The first step is taking yourself seriously.  Then you need the right kit, before you take the plunge and start writing.  Once you've got this part sorted, then you can start thinking about your mindset. 

Writing Tool Checklist

If you're fortunate enough to have been given a lot of your writing equipment, still try and assign some kind of monetary value, like reading more books, or buying yourself a journal. 

Let's get started.

1. PC or Laptop

There was a time the writer's would have used nothing but ink and paper, or even a typewriter.  But these days most writer's use a laptop or PC to get their work done.  You don't need to spend a fortune.  But you might want to think about spending a little bit extra on a good keyboard.  A good keyboard should respond to your fingertips hitting the keys immediately, and shouldn't feel uncomfortable to type on. 

A lot of writer's use more than one machine, often purchasing a PC and Netbook.  This is because Netbooks are cheap and easy to carry around. 

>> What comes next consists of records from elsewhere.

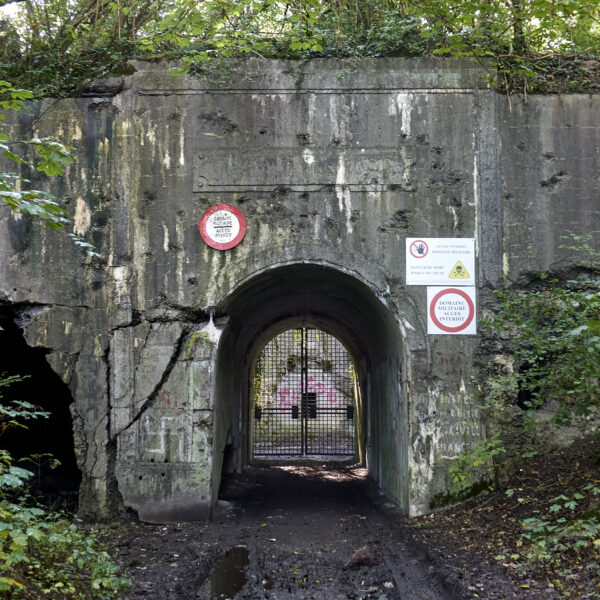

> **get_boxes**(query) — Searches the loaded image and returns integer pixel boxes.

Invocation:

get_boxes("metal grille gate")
[252,328,356,460]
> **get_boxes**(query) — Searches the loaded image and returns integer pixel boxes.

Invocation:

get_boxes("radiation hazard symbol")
[449,260,471,279]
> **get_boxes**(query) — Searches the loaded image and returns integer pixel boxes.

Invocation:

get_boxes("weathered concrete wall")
[0,59,600,521]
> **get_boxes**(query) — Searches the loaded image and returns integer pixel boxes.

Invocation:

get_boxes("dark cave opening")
[0,310,81,508]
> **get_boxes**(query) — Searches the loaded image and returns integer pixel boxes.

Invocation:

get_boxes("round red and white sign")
[199,204,246,250]
[428,288,476,334]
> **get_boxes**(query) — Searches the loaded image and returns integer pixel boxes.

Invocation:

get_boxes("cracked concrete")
[0,59,600,521]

A lot of author's have gone old school, and have bought typewriter's or word processors to write their first drafts.  Machines like the Alphasmart NEO Word Processor allow you to see a few lines at a time, and don't include spell or grammar checkers.  It's a great little device because it runs on AA batteries and can be easily carried around with you.

2. A Location to Write

Wherever you choose to write make sure it won't affect your health permanently.  Sitting in a bad position can have serious health consequences that can be easily solved by having the right office set up. 

I use a simple desk and chair as my current writing location, and also give myself time to stretch in between typing.  There are plenty of things you can buy to alleviate any discomfort when you type.  Such as an ergonomic keyboard, mouse, desk and chair to help you sit in a better position. 

Something else to think about is how much time you spend writing.  You could try an hour long session with plenty of small breaks in between so you can get up and stretch your legs.  

3. Read Regularly

Stephen King is a firm believer that all writers should read a lot and write a lot.

There are so many ways you can read these days, everything from e-readers to magazines, papers to books.  The list is endless.  One thing I should mention is that you love what your reading.  If you're not a big reader, start small and grow your reading habit so that it becomes second nature.  For many writer's, particularly nonfiction writer's, reading comes through research.  There are plenty of places you can purchase or borrow books in your local area.  You could try joining your local library (if you haven't already done so), or look for books in a local charity shop.  Always remember to keep a hold of all of your receipts, especially if you've started writing books.  You may need those receipts to claim against tax.

4. Articles and Books About Writing

Reading about writing is a key part of being a writer, although there are some writers who feel it can be jading to do so.  Don't panic if you fall into this category, continue with your writing process because it's evidently working for you.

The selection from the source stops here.